Even novice makers are welcomed. Schwartz’s son Sam didn’t truly discover his love of bread making until he got a taste for the KitchenTown community experience.
“With limited experience, I just started baking bread every day,” Sam Schwartz said. “It’s been incredible getting to meet customers here and getting their feedback on bread. It’s been a really big hit, so now I have the little bit of demand here and I need to supply for it.”
That was the idea when Solis and Schwartz set out to make KitchenTown a reality.

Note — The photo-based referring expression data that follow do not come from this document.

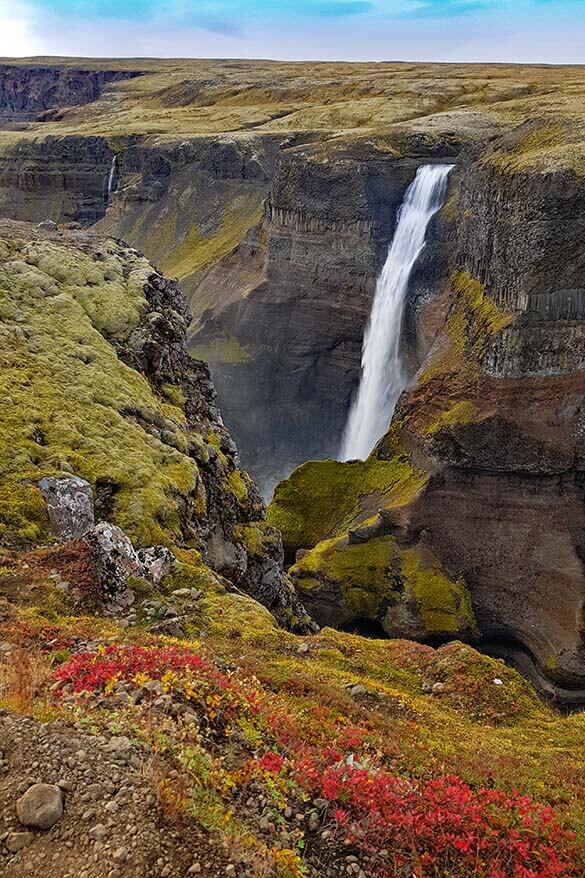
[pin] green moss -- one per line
(444, 605)
(69, 404)
(190, 573)
(256, 537)
(463, 412)
(196, 251)
(322, 499)
(535, 145)
(363, 572)
(226, 349)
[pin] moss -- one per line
(174, 394)
(444, 605)
(196, 251)
(534, 146)
(463, 412)
(225, 349)
(322, 499)
(189, 573)
(363, 572)
(68, 413)
(257, 537)
(473, 318)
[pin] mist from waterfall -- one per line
(112, 175)
(383, 377)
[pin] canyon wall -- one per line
(478, 487)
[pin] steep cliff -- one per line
(97, 383)
(271, 192)
(27, 93)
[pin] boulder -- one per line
(69, 506)
(115, 560)
(41, 806)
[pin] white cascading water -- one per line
(112, 176)
(383, 376)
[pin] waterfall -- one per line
(112, 175)
(383, 377)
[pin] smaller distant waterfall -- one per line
(112, 175)
(383, 378)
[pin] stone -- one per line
(120, 855)
(41, 806)
(98, 832)
(115, 561)
(69, 503)
(16, 841)
(120, 746)
(156, 562)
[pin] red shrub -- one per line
(443, 825)
(87, 672)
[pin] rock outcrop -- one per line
(28, 92)
(98, 385)
(480, 475)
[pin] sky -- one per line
(546, 31)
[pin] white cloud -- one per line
(17, 30)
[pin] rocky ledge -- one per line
(103, 403)
(467, 519)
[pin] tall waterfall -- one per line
(383, 376)
(112, 175)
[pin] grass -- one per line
(189, 98)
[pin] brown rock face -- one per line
(27, 92)
(317, 253)
(493, 424)
(505, 508)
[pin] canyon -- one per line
(213, 275)
(271, 191)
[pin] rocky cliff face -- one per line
(60, 179)
(479, 481)
(294, 339)
(29, 92)
(97, 383)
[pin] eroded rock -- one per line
(69, 506)
(41, 806)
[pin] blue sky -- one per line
(551, 31)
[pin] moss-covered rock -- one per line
(404, 591)
(96, 381)
(323, 499)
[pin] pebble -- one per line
(16, 841)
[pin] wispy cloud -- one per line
(450, 30)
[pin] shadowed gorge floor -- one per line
(166, 695)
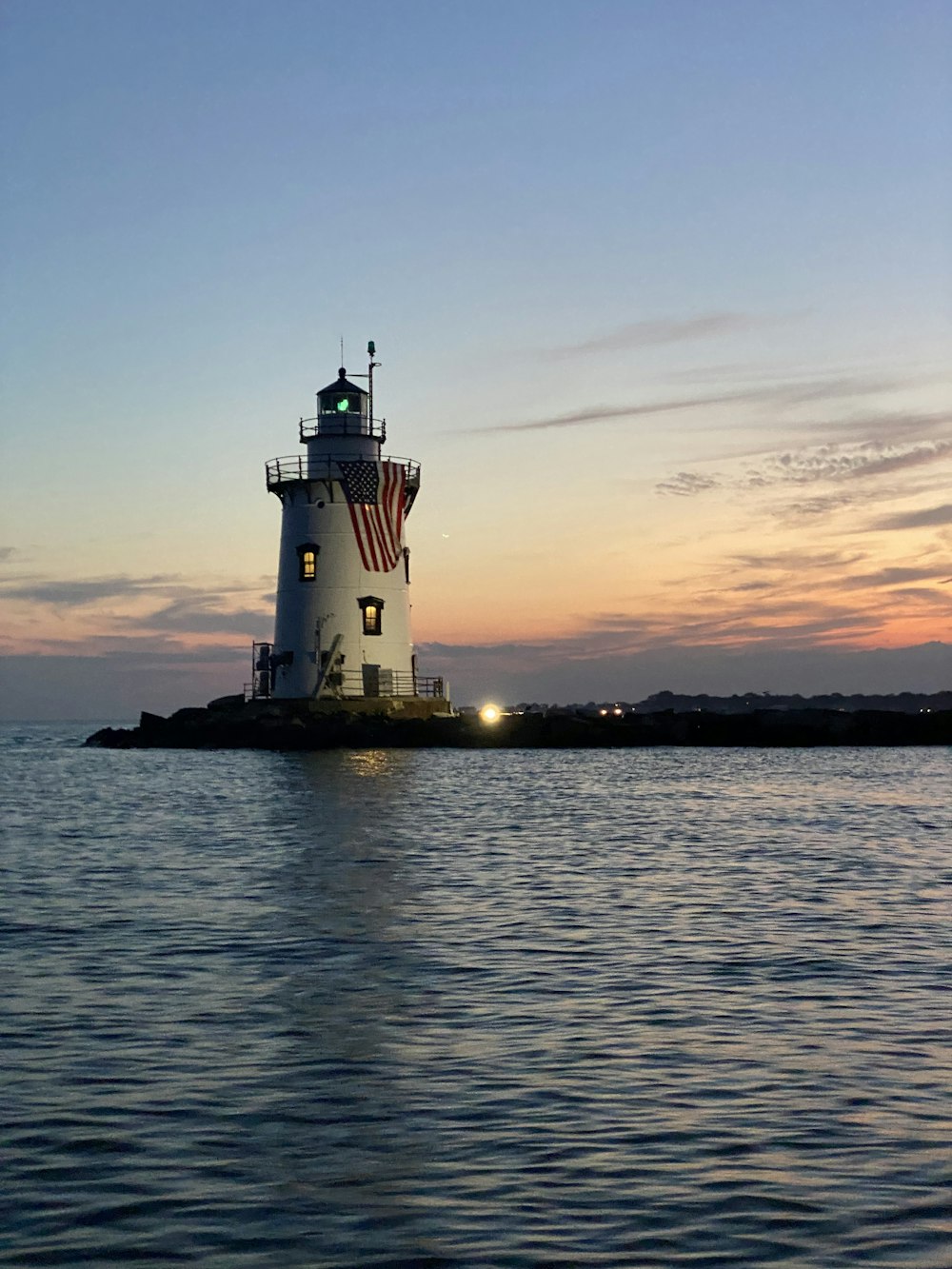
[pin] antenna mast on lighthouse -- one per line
(342, 628)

They wanted to build a home to nurture and support local artisans, to enhance the flavors that already existed, so to speak, and make food from the community and for the community.
“For most people, the best loaf of bread that they’ve ever tasted was probably a gift from a neighbor or something that they got from a family friend,” Sam Schwartz said. “That’s what I want to bring back here.”
As Sam Schwartz waxes poetic about his breads, he begins speaking almost in metaphors for KitchenTown itself.
“I love when it looks like it was maybe a mistake, but you cut right into it and it has a really tender crumb, and it smells really nice,” Sam Schwartz said. “That’s the fun of starting out is you get all kinds of interesting looking breads, and figuring out what a good one is. You can’t tell from the outside necessarily, but the more interesting it looks the more it calls you to taste it.”